"If it is either," responded Mrs. Sylvestre, serenely, "I hope it will be Mr. Arbuthnot, as he would have less difficulty in recovering."

"You think," said Bertha, "that nothing could ever touch you again,—nothing?"

"Think!" was the response; "my safety lies in the fact that I do not think of it at all. If I were twenty I might do so, and everything would be different. Life is very short. It is not long enough to run risks in. I shall not trifle with what is left to me."

"Oh," cried Bertha, "how calm you are—how calm you are!"

"Yes," she answered, "I am calm now."

But she put her hands up to her face again for an instant, and her eyelashes were wet when she withdrew them.

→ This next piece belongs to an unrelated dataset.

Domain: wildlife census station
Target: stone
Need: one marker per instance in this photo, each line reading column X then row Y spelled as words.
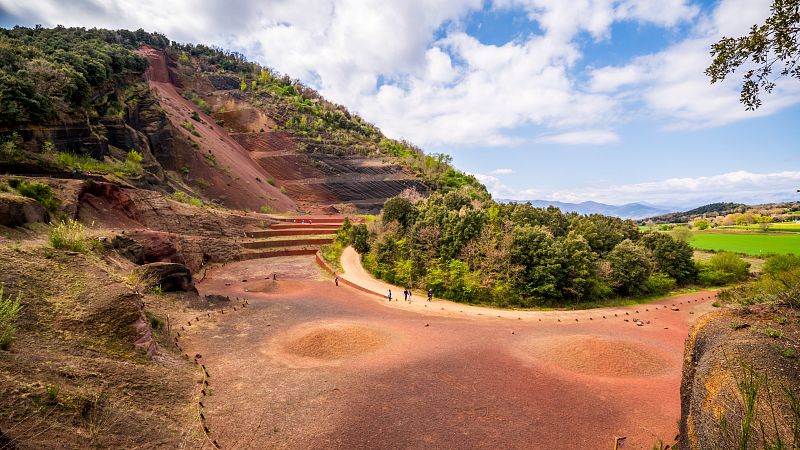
column 170, row 276
column 130, row 248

"It was a horribly dangerous thing," she said, brokenly. "There were so many temptations; the temptation to find excitement in avenging myself on others was strongest of all. I suppose it is the natural savage impulse. There were times when I longed to be cruel. And then I began to think—and there seemed so much suffering in life—and everything seemed so pitiful. And I could not bear the thought of it." And she ended with the sob of a child.

"It is very womanish to cry," she whispered, "and I did not mean to do it, but—you look at me so." And she laid her cheek against the cushioned back of her chair, and, for a little while, was more pathetic in her silence than she could have been in any words she might have uttered. It was true that Bertha had looked at her. There were no tears in her own eyes. Her feeling was one of obstinate resistance to all emotion in herself; but she did not resent her friend's; on the contrary, she felt a strange enjoyment of it.

"Don't stop crying because I am here," she said. "I like to see you do it."